Segundo o acórdão, a denúncia apontava que o edital estabelecia um prazo de entrega considerado incompatível com a realidade do mercado de veículos novos, já que não levava em conta etapas obrigatórias como emissão de nota fiscal, emplacamento, regularização documental e transporte até o município. Também foram questionadas a exigência de atestado de capacidade técnica sem justificativa legal, a falta de clareza sobre a entrega dos veículos já emplacados e a indicação de marca e modelo específicos sem fundamentação técnica, circunstâncias que poderiam restringir a competitividade entre fornecedores.

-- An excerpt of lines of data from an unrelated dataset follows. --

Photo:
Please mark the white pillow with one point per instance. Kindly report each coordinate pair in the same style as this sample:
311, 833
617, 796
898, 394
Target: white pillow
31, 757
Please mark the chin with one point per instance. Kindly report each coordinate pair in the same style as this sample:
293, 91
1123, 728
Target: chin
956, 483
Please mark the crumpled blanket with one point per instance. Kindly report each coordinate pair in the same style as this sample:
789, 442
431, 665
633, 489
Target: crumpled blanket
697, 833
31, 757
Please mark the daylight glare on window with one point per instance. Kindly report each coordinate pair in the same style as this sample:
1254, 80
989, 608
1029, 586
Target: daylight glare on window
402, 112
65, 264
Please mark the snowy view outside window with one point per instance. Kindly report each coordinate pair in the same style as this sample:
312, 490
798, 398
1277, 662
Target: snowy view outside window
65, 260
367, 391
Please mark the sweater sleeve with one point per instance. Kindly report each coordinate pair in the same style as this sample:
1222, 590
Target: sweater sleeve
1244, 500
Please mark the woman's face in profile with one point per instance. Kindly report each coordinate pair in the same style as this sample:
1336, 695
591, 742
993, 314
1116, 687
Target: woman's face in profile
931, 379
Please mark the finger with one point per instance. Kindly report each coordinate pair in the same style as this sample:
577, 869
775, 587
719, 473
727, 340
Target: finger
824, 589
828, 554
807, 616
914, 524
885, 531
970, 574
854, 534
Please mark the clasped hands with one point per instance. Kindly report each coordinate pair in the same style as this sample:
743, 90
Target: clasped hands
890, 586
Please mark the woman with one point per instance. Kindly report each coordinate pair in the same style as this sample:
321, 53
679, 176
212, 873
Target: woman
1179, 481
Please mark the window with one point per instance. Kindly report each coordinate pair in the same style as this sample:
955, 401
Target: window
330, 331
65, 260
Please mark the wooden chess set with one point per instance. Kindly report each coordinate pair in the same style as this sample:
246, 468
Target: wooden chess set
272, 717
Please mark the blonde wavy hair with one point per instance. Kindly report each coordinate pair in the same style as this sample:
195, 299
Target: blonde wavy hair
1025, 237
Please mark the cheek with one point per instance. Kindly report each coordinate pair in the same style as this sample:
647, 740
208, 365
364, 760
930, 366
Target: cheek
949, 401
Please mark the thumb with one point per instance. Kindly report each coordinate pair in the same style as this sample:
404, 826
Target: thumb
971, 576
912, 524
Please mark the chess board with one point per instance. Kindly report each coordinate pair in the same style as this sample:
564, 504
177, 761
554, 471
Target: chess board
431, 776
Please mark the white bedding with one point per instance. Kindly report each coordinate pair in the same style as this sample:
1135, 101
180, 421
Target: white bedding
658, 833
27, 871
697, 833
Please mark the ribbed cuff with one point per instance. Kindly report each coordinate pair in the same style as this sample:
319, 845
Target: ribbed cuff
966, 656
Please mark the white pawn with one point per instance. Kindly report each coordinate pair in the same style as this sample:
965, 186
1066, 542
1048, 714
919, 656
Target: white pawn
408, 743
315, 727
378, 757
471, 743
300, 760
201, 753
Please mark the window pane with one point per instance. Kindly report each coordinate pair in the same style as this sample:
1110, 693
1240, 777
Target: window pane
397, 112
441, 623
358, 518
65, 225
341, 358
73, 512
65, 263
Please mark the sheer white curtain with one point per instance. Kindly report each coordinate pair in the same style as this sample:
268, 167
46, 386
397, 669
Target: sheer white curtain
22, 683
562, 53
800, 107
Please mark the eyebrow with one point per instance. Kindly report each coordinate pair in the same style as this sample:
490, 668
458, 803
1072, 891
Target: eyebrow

Durante a instrução do processo, a prefeita alegou que a representação teria perdido o objeto porque o procedimento inicial não foi concluído. O argumento, porém, foi rejeitado pelo Tribunal. Para o relator, ainda que a dispensa eletrônica não tenha prosperado, permanecia a necessidade de analisar a legalidade da contratação direta realizada posteriormente e de verificar se foram cumpridas as exigências legais de transparência.
Na análise dos autos, o TCE concluiu que a Prefeitura deixou de cadastrar o procedimento e a contratação direta nos sistemas Licitações Web e Contratos Web, não publicou os atos no Portal da Transparência nem no Portal Nacional de Contratações Públicas (PNCP) e ainda deixou de fornecer informações solicitadas pela fiscalização. A Corte destacou que essas omissões impedem o acompanhamento da contratação pelos órgãos de controle e pela sociedade, além de dificultarem a verificação de pagamentos e da execução do contrato.
Além da multa aplicada à prefeita, o Tribunal emitiu alertas para que o município passe a observar rigorosamente a legislação nas próximas contratações, evitando exigências restritivas sem justificativa técnica e garantindo que todos os procedimentos de contratação direta sejam devidamente cadastrados e divulgados nos sistemas oficiais, assegurando transparência e ampla concorrência.